Diante de um movimento como o da Salvaguarda, que afeta diretamente os produtores argentinos, o que vocês podem fazer?
Propusemos aos produtores brasileiros, ao Ibravin, a possibilidade de fazer uma campanha genérica de promoção do vinho. Mas não tivemos êxito em fazer isso em conjunto. Acredito que esse é o caminho, pois o consumo é muito pequeno no Brasil, e, apesar de o preço ser uma barreira, a cultura é uma barreira ainda maior. Muita gente não consome vinho não só por problemas de valores, mas por problemas de cultura mesmo. Então, comunicar o vinho de uma maneira mais efetiva pode ser algo bom. Me parece que tornar o vinho acessível a muita gente (o preço é uma barreira, mas há outras, como o conhecimento), incorporá-lo aos costumes, é um tema importante. Acredito que os produtores brasileiros precisam olhar para esse ponto, por que não adianta colocar barreiras. Na Argentina não há problema de preços, pois há certo equilíbrio nisso, não sobram vinhos.

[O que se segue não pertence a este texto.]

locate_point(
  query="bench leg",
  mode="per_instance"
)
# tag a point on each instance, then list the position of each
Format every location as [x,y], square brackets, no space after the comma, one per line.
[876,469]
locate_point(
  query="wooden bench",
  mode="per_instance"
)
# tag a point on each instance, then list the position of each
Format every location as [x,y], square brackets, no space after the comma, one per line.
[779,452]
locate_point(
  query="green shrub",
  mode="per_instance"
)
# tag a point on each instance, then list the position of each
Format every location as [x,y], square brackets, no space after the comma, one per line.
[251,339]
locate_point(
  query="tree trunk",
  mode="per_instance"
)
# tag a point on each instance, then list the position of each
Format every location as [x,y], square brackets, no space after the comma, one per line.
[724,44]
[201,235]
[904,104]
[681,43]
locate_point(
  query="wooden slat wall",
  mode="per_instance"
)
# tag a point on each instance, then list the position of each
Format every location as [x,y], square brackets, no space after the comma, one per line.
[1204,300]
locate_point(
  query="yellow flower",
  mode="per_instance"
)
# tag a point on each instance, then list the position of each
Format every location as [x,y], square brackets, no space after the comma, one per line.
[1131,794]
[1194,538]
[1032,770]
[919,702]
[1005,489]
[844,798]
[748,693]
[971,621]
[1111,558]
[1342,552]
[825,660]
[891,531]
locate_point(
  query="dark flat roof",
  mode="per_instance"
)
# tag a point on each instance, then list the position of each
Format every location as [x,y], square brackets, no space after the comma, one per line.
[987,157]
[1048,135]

Pareceu haver certo contentamento com o tema das salvaguardas por parte da Argentina?
Muitas pessoas me perguntaram sobre o tema das salvaguardas, “é bom para Argentina?”, e sempre dizia que não, pois as barreiras nunca são boas para o vinho. Quando põem barreiras para acabar com um competidor, aparece outro. Ainda que a Argentina ganhe com isso, não é bom. Temos que ganhar o mercado pela qualidade, isso ajuda a longo prazo, o resto funciona apenas a curto prazo. Costumo dizer que pelo mesmo motivo que um produtor entra no mercado, ele sai. Então se entrou pela qualidade, sairá quando não tiver mais essa qualidade. Se entra pelo preço, sairá quando perder preço. Se entro pela qualidade e isso me custa mais, não importa, pois é ela que vai me manter no mercado.
Sebastián está fazendo um trabalho de muita profundidade, abrangendo todas as definições dos tipos de terroirs, e dentro dos vinhedos, uma definição profunda dos microterroirs” |
Então, o mercado brasileiro precisa, assim como vocês fazem com seus vinhos, integrar a cultura gastronômica nativa? Na Argentina, assim como na França, o vinho já é alimento, é parte do dia a dia.

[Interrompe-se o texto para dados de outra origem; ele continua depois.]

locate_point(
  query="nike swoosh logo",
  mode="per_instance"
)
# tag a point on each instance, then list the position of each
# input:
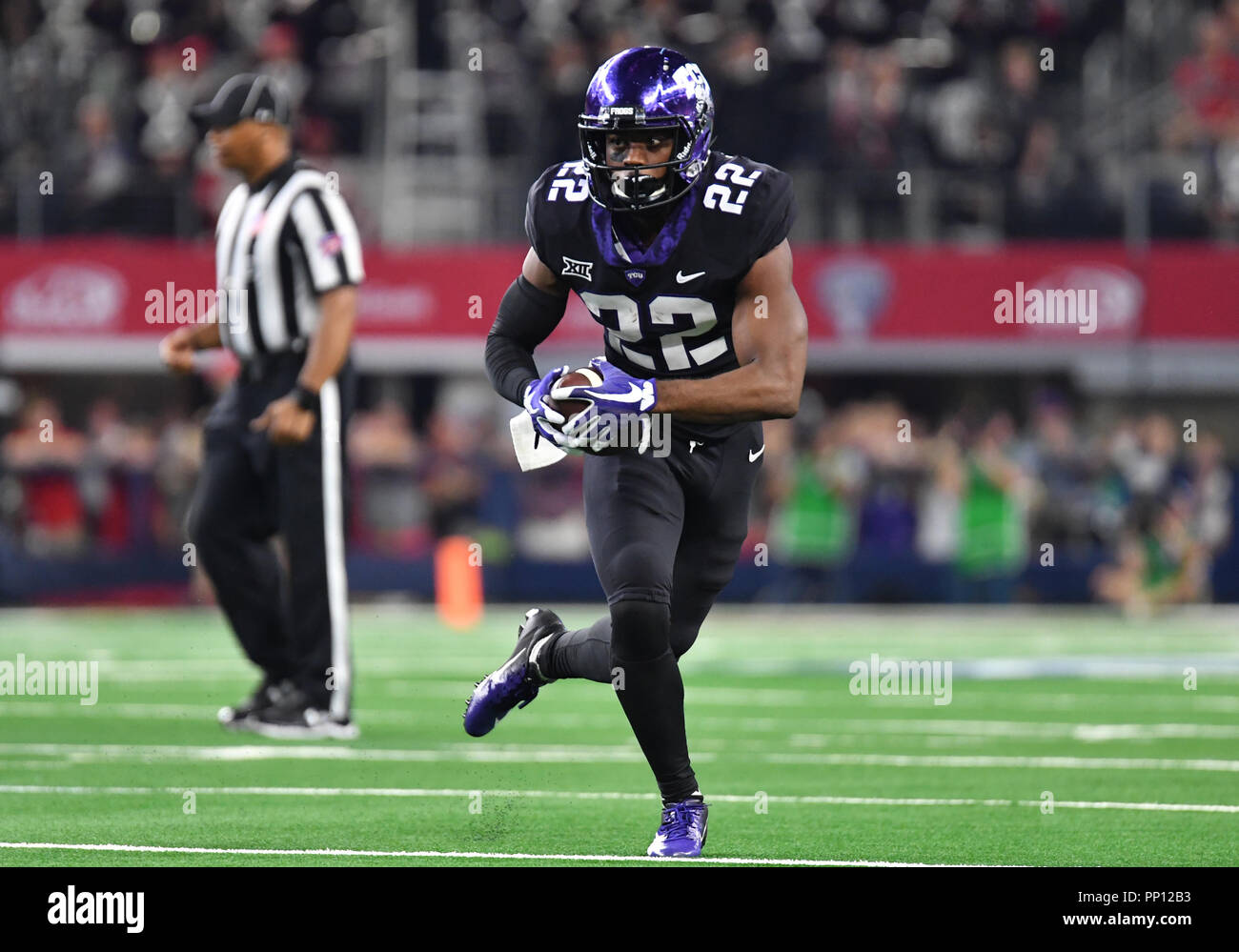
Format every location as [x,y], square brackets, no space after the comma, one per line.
[635,395]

Na Argentina, acontece uma coisa muito interessante, porque a comunicação da cerveja e de outras bebidas gasosas se inspira no vinho. Foi criada a figura de um sommelier que fala e bebe a Coca-Cola de acordo com o código do vinho. A Guinness lançou uma publicidade que mostra os diversos tipos de cerveja, inspirado nos vinhos. Durante muitos anos, não entramos no assunto da mesa familiar, pois isso já era ligado ao vinho. Mas hoje em dia todas essas bebidas apontam à mesa familiar. Essa é uma das campanhas da Coca-Cola, mostrar a comida da mãe e todos os copos cheios de refrigerante, e isso é muito ruim, pois está se deseducando a população.
Como se muda o pensamento do consumidor em relação ao preço?
Há uns sete ou oito anos, um brasileiro não pagava mais do que R$ 50 por um vinho argentino. E agora nós estamos lançando, no Brasil, um vinho de R$ 500, e há público para isso. Houve uma mudança do nosso ponto de vista, fazer o mercado crescer é um objetivo. Mas a participação nos segmentos altos do Brasil existe. Atualmente é o mercado dos europeus, mas também queremos estar aí. É preciso trabalhar em muitos planos, desde a terra até as situações de consumo, que são coisas que acontecem simultaneamente, pois vemos um futuro aí. Meu filho está estudando muito este tema.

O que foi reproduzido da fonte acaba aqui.